Кривая, обезоруживающе мальчишеская, как сказала Хелена: улыбка, от которой зацветут розы и в ледяной пустыне.

Лидия ощутила, как улыбка омывает ее, словно теплое солнышко. Сердце ее, вернувшееся, наконец, к своему обычному состоянию, снова забилось, и она воистину почувствовала, как размякает рассудок, готовый поверить, чему угодно.

– Знаешь, что, Гренвилл? – заявил он. – Думаю, ты сходишь по мне с ума.

– Какая выдающаяся проницательность, – заметила она. – Думаешь, я вышла бы иначе за тебя замуж? Будь я полностью в своем уме?

– Так ты в меня влюблена?

– Влюблена? – Лидия уставилась на него. Она была писательницей, и слова – ее хлеб насущный. «Сходить по кому-то с ума» и «влюбиться» отнюдь не являлись синонимами.

– Любовь? – скептически повторила она.

– Там, в канаве, ты заявила, что привязалась ко мне.

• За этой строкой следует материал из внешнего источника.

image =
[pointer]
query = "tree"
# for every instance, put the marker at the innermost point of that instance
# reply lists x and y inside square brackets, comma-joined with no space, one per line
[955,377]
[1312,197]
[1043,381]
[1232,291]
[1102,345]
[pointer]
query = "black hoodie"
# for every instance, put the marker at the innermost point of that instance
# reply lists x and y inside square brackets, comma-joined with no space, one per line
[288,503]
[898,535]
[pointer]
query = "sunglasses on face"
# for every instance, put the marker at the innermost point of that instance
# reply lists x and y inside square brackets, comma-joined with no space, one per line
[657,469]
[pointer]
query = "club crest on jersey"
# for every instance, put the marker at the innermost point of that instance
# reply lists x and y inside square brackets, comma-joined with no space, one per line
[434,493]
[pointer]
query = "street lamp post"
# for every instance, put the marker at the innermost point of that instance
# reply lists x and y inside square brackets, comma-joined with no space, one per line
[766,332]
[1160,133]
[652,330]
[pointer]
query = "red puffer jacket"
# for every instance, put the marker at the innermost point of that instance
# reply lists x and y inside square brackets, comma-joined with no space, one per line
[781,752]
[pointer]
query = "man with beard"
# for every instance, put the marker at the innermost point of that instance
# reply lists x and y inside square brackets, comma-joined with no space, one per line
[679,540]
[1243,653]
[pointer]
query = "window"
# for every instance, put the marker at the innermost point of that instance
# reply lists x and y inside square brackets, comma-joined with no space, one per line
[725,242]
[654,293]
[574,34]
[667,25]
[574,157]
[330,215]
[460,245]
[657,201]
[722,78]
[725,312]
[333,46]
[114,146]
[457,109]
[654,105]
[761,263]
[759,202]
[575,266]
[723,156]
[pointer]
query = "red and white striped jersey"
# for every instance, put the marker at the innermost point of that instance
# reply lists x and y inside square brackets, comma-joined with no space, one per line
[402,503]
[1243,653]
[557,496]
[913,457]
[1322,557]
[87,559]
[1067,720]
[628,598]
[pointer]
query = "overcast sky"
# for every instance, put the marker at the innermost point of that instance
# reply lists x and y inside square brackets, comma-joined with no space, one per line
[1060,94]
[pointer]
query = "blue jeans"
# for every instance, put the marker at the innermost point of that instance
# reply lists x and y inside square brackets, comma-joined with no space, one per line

– Я привязана и к своей собаке, – напомнила она назидательным тоном школьной учительницы. – Я принимаю в расчет недостаточную воспитанность Сьюзен и балую ее в пределах разумного. Я бы расстроилась, случись с ней что-нибудь. Следует ли отсюда, что я влюблена в нее?

– Я понимаю, что ты хочешь сказать, Гренвилл, но она ведь собака.

– Кроме моей веры – основанной на опыте – что мужской ум, по всем наблюдениям, работает тем же путем, что и собачьи мозги…

– Ты слишком предубеждена против мужчин, – проворчал Вир, все еще улыбаясь.

– Любовь включает сердце и ум – душу, если тебе угодно. «Сходить с ума» – лишь показывает измененное положение телесного существования, подобное тому, что вызывается чрезмерным злоупотреблением горячительными напитками. Как и…

– А ты знаешь, Гренвилл, что ты так очаровательна, когда становишься педантичной?

– Как и одержимость, так и опьянение – суть телесные состояния, – упрямо продолжала она. – Оба ведут зачастую к величайшим ошибкам в суждении.

– Или, может, сочетание «педантичной» с «обнаженной».

Взгляд его зеленых глаз медленно прошелся от лица до кончиков пальцев на ногах, и она с трудом удержалась от того, чтобы не поджать их.

«Раз уж он не послушал бы никакую женщину при обычных обстоятельствах, то уж нелепо ждать, чтобы он сосредоточился на том, что вещает голая женщина», – сказала она себе.

С другой стороны во взгляде его царило восхищение, а Лидия в общем-то была в достаточной степени женщиной, чтобы наслаждаться этим. Она улыбнулась в ответ, вознаграждая и поощряя это восхищение. Позже, поскольку она отвернулась, выбираясь из постели, то не увидела ни как растаяла его улыбка, ни как сомнение, словно тень, набежало на его лицо.